Teamwork, routine, and empowerment

Gradually, as Karl stopped going to the methadone clinic and separated from Betty, his world narrowed to his hospice team and Dr. Thomas, who remained in close contact with Karl. We responded as a team, increasing our visits and telephone check-ins, calling on the days we didn't visit. Our social worker planned for the day when Karl would no longer be able to live in Betty's apartment, looking for long-term-care facilities that Karl could afford with his limited resources. However, Karl continued to refuse to change his living situation. He said he would let us know when he was ready to “go inpatient,” explaining that he knew what it was like to need to live in a facility, having done so while in acute inpatient substance use disorder treatment. The hospice team continued communicating closely with each other, providing support and strategizing the best ways to help Karl.

Our team provided a routine by visiting him at the same time each day at the time that he requested, which empowered him at a time of life in which he had less control than ever.

Supporting each other

Staff support for one another is crucial in hospice care. Karl's safety was a constant worry, one that was hard to “leave at the office.” Our greatest fear was finding Karl in his apartment, alone and completely uncared for. The team developed “worst-case-scenario” plans, knowing that our agency has an inpatient hospice facility to which he could go if he agreed.
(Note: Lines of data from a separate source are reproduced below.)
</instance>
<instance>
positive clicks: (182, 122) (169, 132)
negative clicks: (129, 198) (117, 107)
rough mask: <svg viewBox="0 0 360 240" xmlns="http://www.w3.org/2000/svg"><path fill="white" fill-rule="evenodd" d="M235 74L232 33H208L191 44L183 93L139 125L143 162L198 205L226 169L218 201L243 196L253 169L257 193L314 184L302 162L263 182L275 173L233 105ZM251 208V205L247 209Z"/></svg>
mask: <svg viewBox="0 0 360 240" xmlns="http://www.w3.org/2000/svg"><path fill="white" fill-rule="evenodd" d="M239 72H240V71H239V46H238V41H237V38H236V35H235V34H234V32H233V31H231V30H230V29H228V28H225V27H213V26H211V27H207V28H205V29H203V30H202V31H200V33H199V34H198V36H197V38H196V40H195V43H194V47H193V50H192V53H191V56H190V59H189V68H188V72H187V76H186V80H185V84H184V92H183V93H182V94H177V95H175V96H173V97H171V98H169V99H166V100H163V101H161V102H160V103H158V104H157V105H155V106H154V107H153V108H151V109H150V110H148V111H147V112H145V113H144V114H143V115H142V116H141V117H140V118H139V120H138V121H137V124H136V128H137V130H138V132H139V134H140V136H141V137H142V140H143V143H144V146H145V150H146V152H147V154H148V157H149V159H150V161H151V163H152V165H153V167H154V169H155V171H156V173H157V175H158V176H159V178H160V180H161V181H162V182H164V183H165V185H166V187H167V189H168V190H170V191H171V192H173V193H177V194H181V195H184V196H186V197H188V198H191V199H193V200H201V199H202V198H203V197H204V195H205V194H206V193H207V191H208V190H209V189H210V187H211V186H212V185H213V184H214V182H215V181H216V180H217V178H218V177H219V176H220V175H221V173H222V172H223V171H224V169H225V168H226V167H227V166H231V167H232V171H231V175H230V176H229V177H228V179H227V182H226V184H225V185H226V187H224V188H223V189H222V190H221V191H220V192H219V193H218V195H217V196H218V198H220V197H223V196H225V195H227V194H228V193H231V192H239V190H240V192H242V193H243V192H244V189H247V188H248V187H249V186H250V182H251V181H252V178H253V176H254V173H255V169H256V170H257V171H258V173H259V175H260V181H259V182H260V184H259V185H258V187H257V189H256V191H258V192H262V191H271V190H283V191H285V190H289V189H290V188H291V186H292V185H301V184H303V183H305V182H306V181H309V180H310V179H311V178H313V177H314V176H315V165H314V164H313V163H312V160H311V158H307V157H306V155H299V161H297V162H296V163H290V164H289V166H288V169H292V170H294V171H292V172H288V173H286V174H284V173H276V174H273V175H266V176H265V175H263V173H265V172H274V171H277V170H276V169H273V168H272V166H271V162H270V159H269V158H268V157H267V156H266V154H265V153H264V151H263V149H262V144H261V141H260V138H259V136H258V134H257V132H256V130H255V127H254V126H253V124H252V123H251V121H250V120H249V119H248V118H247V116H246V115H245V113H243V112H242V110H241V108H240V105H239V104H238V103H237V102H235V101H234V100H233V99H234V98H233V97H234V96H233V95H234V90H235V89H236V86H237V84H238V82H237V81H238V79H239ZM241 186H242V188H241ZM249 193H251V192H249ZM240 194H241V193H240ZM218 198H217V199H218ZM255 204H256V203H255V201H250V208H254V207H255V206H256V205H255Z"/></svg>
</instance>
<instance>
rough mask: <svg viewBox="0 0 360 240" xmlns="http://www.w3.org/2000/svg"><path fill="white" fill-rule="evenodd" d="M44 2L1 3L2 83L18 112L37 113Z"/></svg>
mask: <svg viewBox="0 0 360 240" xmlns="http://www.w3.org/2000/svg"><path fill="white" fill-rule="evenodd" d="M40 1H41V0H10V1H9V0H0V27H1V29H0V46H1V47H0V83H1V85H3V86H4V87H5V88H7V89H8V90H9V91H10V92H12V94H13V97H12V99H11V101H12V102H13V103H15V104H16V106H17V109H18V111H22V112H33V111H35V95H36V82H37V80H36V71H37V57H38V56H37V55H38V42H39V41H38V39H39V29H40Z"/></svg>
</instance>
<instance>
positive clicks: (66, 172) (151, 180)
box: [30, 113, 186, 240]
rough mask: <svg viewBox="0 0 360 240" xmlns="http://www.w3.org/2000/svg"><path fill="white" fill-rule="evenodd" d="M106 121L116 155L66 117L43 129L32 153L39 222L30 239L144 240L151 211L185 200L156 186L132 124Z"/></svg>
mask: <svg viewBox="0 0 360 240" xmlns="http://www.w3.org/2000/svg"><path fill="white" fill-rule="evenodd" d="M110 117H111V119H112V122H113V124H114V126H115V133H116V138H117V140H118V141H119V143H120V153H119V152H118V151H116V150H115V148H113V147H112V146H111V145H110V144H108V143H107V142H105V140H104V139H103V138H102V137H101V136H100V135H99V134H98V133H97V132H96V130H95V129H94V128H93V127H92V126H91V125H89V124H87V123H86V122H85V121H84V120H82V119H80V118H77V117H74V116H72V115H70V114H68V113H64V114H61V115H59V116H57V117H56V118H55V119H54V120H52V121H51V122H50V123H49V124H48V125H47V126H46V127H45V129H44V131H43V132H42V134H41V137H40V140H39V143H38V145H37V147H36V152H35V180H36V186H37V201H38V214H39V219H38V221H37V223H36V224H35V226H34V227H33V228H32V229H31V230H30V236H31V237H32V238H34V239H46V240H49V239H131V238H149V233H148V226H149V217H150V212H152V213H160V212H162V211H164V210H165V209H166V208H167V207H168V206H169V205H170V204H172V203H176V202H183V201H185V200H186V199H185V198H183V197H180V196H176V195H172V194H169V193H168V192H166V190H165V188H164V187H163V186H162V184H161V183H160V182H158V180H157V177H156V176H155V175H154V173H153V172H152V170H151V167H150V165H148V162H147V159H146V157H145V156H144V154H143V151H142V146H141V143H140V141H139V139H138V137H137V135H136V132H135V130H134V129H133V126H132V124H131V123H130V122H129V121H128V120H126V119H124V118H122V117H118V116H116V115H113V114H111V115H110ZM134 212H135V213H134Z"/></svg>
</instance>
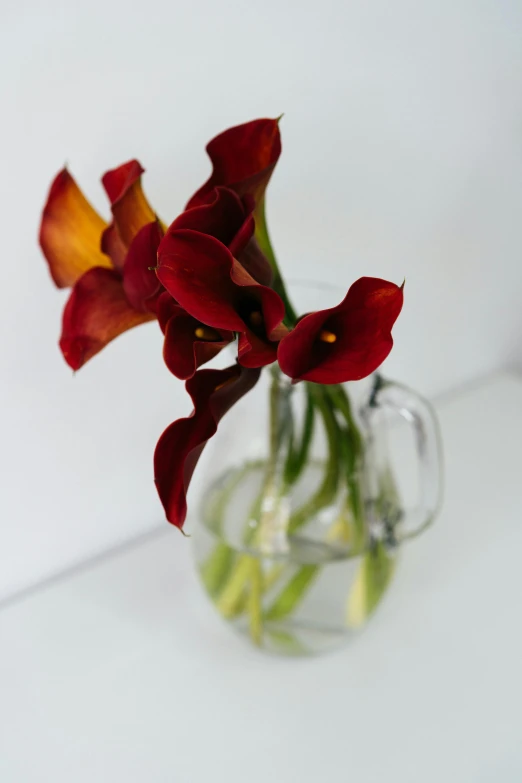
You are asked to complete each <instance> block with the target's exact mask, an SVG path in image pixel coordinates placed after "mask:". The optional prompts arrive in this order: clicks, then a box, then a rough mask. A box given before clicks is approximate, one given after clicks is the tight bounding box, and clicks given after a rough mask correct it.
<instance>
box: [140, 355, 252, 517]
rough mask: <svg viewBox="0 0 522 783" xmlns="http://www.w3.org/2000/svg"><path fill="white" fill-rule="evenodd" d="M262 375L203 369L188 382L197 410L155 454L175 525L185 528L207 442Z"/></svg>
mask: <svg viewBox="0 0 522 783" xmlns="http://www.w3.org/2000/svg"><path fill="white" fill-rule="evenodd" d="M259 374H260V371H259V370H250V369H246V368H244V367H241V366H240V365H238V364H236V365H234V366H233V367H228V368H227V369H225V370H199V371H198V372H197V373H196V374H195V375H194V376H193V377H192V378H191V379H190V380H188V381H187V383H186V389H187V391H188V392H189V394H190V396H191V397H192V401H193V404H194V410H193V412H192V414H191V416H189V417H188V418H186V419H178V420H177V421H175V422H173V423H172V424H171V425H170V426H169V427H167V429H166V430H165V432H164V433H163V435H162V436H161V437H160V439H159V441H158V444H157V446H156V451H155V453H154V481H155V483H156V488H157V490H158V494H159V496H160V500H161V502H162V504H163V507H164V509H165V513H166V516H167V519H168V521H169V522H171V523H172V524H173V525H176V526H177V527H179V528H182V527H183V523H184V522H185V518H186V514H187V499H186V494H187V490H188V487H189V484H190V480H191V478H192V474H193V473H194V469H195V467H196V464H197V462H198V460H199V457H200V455H201V452H202V451H203V449H204V447H205V445H206V443H207V441H208V440H209V439H210V438H211V437H212V436H213V435H214V434H215V432H216V430H217V426H218V423H219V421H220V419H221V418H222V417H223V416H224V415H225V413H226V412H227V411H228V410H230V408H231V407H232V406H233V405H235V403H236V402H238V400H240V399H241V397H243V395H245V394H246V393H247V392H248V391H250V389H252V388H253V387H254V386H255V384H256V383H257V381H258V379H259Z"/></svg>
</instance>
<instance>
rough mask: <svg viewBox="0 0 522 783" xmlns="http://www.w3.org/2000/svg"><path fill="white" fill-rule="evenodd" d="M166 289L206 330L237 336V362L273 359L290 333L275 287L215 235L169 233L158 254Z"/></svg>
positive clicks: (275, 357) (181, 306) (251, 363)
mask: <svg viewBox="0 0 522 783" xmlns="http://www.w3.org/2000/svg"><path fill="white" fill-rule="evenodd" d="M157 275H158V278H159V280H160V282H161V283H162V285H163V286H164V287H165V289H166V290H167V291H168V292H169V293H170V294H171V295H172V296H173V297H174V299H176V301H177V302H179V304H180V305H181V307H183V309H184V310H186V311H187V312H188V313H190V315H192V316H193V317H194V318H196V319H197V320H198V321H201V323H203V324H205V325H206V326H210V327H213V328H214V329H225V330H227V331H231V332H239V333H240V337H239V361H240V363H241V364H242V365H243V366H244V367H262V366H264V365H266V364H270V363H271V362H273V361H275V358H276V353H277V342H278V341H279V340H280V339H281V338H282V337H283V336H284V335H285V334H286V333H287V329H286V327H285V326H284V325H283V323H282V321H283V318H284V315H285V309H284V305H283V302H282V301H281V299H280V297H279V296H278V295H277V294H276V292H275V291H273V290H272V289H271V288H267V287H266V286H262V285H259V284H258V283H257V282H256V281H255V280H254V279H253V277H252V276H251V275H249V274H248V272H247V271H246V270H245V269H244V268H243V267H242V266H241V264H240V263H239V262H238V261H237V260H236V259H235V258H234V257H233V255H232V254H231V252H230V251H229V250H228V248H227V247H225V245H223V244H222V242H220V241H219V240H217V239H215V237H212V236H209V235H207V234H202V233H200V232H198V231H192V230H190V229H178V230H175V231H169V232H168V233H167V234H166V235H165V237H164V239H163V240H162V242H161V245H160V248H159V251H158V269H157Z"/></svg>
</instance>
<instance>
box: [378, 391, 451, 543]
mask: <svg viewBox="0 0 522 783" xmlns="http://www.w3.org/2000/svg"><path fill="white" fill-rule="evenodd" d="M370 407H372V408H381V409H382V408H385V409H388V410H390V412H393V413H394V414H398V415H399V416H400V417H401V418H403V419H405V421H407V422H408V424H410V425H411V427H412V428H413V434H414V438H415V446H416V452H417V456H418V460H419V500H418V503H417V505H416V506H414V507H413V508H411V509H407V510H405V511H404V514H403V516H402V520H401V521H402V523H403V524H401V527H402V528H403V532H401V533H400V534H399V535H398V536H397V538H398V540H399V541H404V540H406V539H409V538H414V537H415V536H417V535H419V533H421V532H422V531H423V530H425V529H426V528H427V527H428V526H429V525H430V524H431V523H432V522H433V520H434V519H435V517H436V516H437V513H438V511H439V509H440V506H441V502H442V439H441V435H440V429H439V423H438V420H437V416H436V413H435V411H434V410H433V408H432V406H431V404H430V403H429V402H428V401H427V400H425V399H424V398H423V397H421V396H420V395H419V394H417V393H416V392H414V391H412V390H411V389H409V388H407V387H406V386H403V385H402V384H400V383H395V381H389V380H387V379H384V378H382V377H381V376H378V377H377V379H376V383H375V386H374V389H373V392H372V397H371V401H370Z"/></svg>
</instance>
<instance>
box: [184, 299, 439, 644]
mask: <svg viewBox="0 0 522 783" xmlns="http://www.w3.org/2000/svg"><path fill="white" fill-rule="evenodd" d="M325 291H326V289H325ZM298 293H299V292H298ZM305 293H306V295H307V296H308V297H309V298H310V296H313V299H314V301H315V302H317V299H318V289H317V287H314V288H313V289H310V288H308V289H306V291H305ZM323 293H324V292H323ZM294 296H295V293H294ZM300 300H301V301H302V300H303V294H302V293H301V294H300ZM334 303H335V295H334V296H333V297H332V295H331V293H330V305H331V304H334ZM322 306H324V299H323V300H322V301H319V302H317V303H316V304H315V307H308V308H307V309H309V310H311V309H317V308H318V307H322ZM303 309H304V308H303ZM303 309H301V312H303ZM304 311H305V312H306V310H304ZM397 418H399V419H402V420H403V421H404V420H405V421H406V422H407V423H408V424H409V425H410V426H411V428H412V430H413V435H414V444H415V454H416V460H417V463H418V470H417V473H418V485H419V487H418V499H417V502H416V503H415V504H414V505H413V506H412V507H410V508H406V504H405V503H404V502H403V501H402V500H401V496H400V492H399V489H398V483H397V480H396V476H395V469H394V464H393V459H392V458H391V455H390V449H389V435H390V432H391V431H392V429H393V427H394V420H395V419H397ZM205 464H206V472H207V475H206V489H205V491H204V492H203V502H202V504H201V510H200V513H199V515H198V518H197V520H196V522H195V525H193V527H192V536H193V542H194V549H195V556H196V562H197V567H198V571H199V574H200V577H201V580H202V583H203V585H204V588H205V590H206V592H207V594H208V595H209V597H210V599H211V600H212V602H213V604H214V606H215V607H216V609H217V611H218V612H219V613H220V615H221V616H222V617H223V618H224V619H226V620H227V621H228V622H229V623H230V624H231V626H232V627H233V628H235V629H236V630H237V631H239V632H240V633H241V634H242V635H243V636H244V637H245V638H246V639H248V640H250V642H252V643H253V644H255V645H257V646H259V647H261V648H263V649H264V650H267V651H270V652H274V653H280V654H286V655H310V654H315V653H319V652H323V651H326V650H328V649H330V648H333V647H336V646H338V645H340V644H342V643H344V642H345V641H347V640H348V639H350V638H351V637H352V636H353V635H354V634H355V633H357V632H358V631H359V630H360V629H361V628H362V627H363V626H364V624H365V623H366V622H367V620H368V619H369V618H370V617H371V615H372V614H373V612H374V610H375V609H376V608H377V606H378V605H379V604H380V602H381V600H382V599H383V596H384V595H385V593H386V591H387V589H388V587H389V586H390V584H391V582H392V578H393V574H394V572H395V568H396V564H397V556H398V553H399V551H400V549H401V545H402V543H403V542H404V541H405V540H406V539H408V538H411V537H414V536H416V535H418V534H419V533H420V532H421V531H422V530H424V529H425V528H426V527H427V526H428V525H429V524H430V523H431V522H432V521H433V519H434V517H435V515H436V513H437V510H438V508H439V504H440V494H441V493H440V486H441V470H440V465H441V445H440V437H439V431H438V426H437V421H436V417H435V414H434V412H433V410H432V408H431V406H430V405H429V404H428V403H427V402H426V401H425V400H423V399H422V398H421V397H419V395H417V394H415V393H414V392H412V391H411V390H409V389H407V388H405V387H404V386H401V385H399V384H396V383H393V382H391V381H387V380H385V379H384V378H383V377H382V376H381V375H379V374H376V375H374V376H372V377H370V378H368V379H365V380H364V381H359V382H356V383H350V384H344V385H331V386H327V385H320V384H315V383H307V382H301V383H298V384H292V382H291V381H290V379H288V378H286V377H285V376H284V375H282V374H281V373H280V371H279V369H278V368H277V365H273V366H271V367H268V368H266V369H265V370H264V371H263V373H262V376H261V379H260V381H259V382H258V384H257V385H256V387H255V388H254V389H253V391H251V392H250V393H249V394H248V395H247V396H246V397H244V398H243V399H242V400H241V401H240V402H239V403H238V405H237V406H235V407H234V410H233V412H232V413H231V414H230V415H229V416H227V417H225V418H224V419H223V420H222V422H221V423H220V425H219V431H218V433H217V435H216V437H215V438H214V439H213V440H212V441H211V442H210V443H209V444H208V446H207V449H206V451H205Z"/></svg>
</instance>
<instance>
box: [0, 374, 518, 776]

The multidisciplinary team approach brings many perspectives to a situation, which is better for problem-solving. Everyone on Karl's team appreciated the others for support in a challenging situation.


In the end, Karl had a pain crisis and agreed to go to the local hospital where Dr. Thomas worked. We arranged for ambulance transport to the hospital. Shortly thereafter, he was transferred from the hospital to our agency's inpatient hospice facility for focused pain management and holistic care. He died there a few days later.

Our fears that Karl would die alone and uncared for were put to rest. He died free from pain and anxiety, cared for by an expert hospice staff. His estranged sons and ex-wife came to sit with him as he died. Karl's life had not been easy, but he died a peaceful, comfortable death.

Lessons learned

In getting to know Karl, the hospice team was able to see beyond his history of drug abuse. Karl was very appreciative of others, open and nonjudgmental, and was highly motivated to maintain his sobriety. Dr. Thomas, the staff at the rehab facility, and the practitioners at the methadone clinic saved his life every day. They made the peaceful end to his life possible.

Please do your best to help people like Karl. They are everywhere—in our cities and towns, in our neighborhoods, and in our families. Their lack of support might make them wonder what will happen to them when they can no longer care for themselves. Donate clothing, furniture, or time if you are able. Smile at people and offer to help. Ask a question and give a kind, encouraging word. And know that every little act of kindness helps.

* All names have been changed to protect privacy.